Planning Board member Ignacio Correa-Ortiz, an architect and urban planner, praised that neighborhood engagement process, saying it set a precedent for Denver.
Of the 387 survey respondents who answered a question about whether they supported the zoning change, two-thirds said yes. The Planning Board received 19 letters of support, including one from the Chaffee Park Neighborhood Association, a main driver of the proposal.
“It is our hope that this change will serve as a model for the rest of the city and our willingness to act will inspire others to join us,” the neighborhood association wrote.
In the three letters opposing the idea sent to the Planning Board, Chaffee Park residents raised concerns about increasing density and pressure on parking. In an email to the Planning Board, Chaffee Park residents Celestine and Darlene Rohr raised an aesthetic point: “Yards will be filled in and cluttered with buildings not consistent with neighborhood demographics. It will be unsightly.”
City staff supported the change, telling Planning Board members in a report that “ADUs can provide additional housing options, including for seniors and families, and they can provide residents more flexibility to remain in their houses.
“Allowing ADUs throughout Chaffee Park will help residents at a range of income levels continue to life in the neighborhood,” the staff report said. Chaffee Park is considered vulnerable to the displacement that is often associated with gentrification.
Given the expense of an ADU, speakers told the Planning Board that support for low-income homeowners would have to be considered. Councilwoman Sandoval told the board that she has reached out to Renee Martinez-Stone, who has headed a project to put ADUs in financial reach of homeowners in west Denver neighborhoods that already are zoned for them, about what could be done in Chaffee Park.
Of the 192 Chaffee Park residents who answered a question on their councilwoman’s survey about whether they would build an ADU if the change were adopted, 43 said they would “as soon as possible.” Of the 145 who responded to a question about what they do with an ADU should they build one, the top three responses were to host guests (77), to rent to long-term tenants (70), and to house relatives (65). In addition, 39 mentioned short-term rentals.
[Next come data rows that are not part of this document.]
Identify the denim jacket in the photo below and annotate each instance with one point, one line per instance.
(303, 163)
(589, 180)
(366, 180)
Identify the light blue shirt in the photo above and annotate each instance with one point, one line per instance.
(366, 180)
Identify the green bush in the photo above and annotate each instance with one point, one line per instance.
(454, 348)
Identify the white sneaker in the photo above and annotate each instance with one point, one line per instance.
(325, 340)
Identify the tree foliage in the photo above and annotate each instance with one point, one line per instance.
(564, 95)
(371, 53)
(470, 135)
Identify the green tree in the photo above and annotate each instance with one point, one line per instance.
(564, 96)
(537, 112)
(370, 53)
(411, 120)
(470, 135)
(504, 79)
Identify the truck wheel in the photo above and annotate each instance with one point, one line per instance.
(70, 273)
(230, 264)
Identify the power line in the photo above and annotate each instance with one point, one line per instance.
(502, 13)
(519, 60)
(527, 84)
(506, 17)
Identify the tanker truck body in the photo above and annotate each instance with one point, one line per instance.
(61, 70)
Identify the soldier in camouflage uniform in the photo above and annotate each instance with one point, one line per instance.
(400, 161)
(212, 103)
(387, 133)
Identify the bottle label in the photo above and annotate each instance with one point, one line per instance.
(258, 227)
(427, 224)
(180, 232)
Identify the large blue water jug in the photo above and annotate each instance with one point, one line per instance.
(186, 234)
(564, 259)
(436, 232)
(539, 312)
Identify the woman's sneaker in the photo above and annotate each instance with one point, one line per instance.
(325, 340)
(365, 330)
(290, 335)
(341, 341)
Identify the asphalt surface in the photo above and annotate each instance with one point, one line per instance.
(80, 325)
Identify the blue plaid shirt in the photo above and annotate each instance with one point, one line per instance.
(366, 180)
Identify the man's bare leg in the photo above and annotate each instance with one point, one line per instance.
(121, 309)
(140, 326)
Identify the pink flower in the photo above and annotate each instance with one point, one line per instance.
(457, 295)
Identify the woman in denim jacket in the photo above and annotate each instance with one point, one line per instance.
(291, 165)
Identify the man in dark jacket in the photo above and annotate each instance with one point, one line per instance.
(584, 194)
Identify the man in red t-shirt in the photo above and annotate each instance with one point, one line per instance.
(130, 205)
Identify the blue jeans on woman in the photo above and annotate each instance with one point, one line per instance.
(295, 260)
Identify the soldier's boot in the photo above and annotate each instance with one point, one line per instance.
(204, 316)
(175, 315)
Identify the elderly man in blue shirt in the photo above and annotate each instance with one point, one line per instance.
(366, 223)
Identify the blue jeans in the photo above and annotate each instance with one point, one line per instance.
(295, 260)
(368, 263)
More than 1,400 single family homes are in Chaffee Park, a neighborhood bound by Federal Boulevard, Osage Street, 52nd Avenue and Interstate 70. Currently, some of Chaffee Park is zoned for ADUs as long as the plot is at least 6,000 square foot, while ADUs are barred in other parts of the neighborhood. The change would allow ADUs anywhere in Chaffee Park on lots of at least 4,500 square feet.
ADUs are legal in 25 percent of Denver. In the parts of town where they are not allowed, homeowners can come before City Council to request that their lot be rezoned after paying a $1,000 filing fee and often paying as well for technical expertise.
The Chaffee Park proposal will now go to City Council’s Land Use, Transportation and Infrastructure Committee. Eventually, it will need the approval of the full City Council.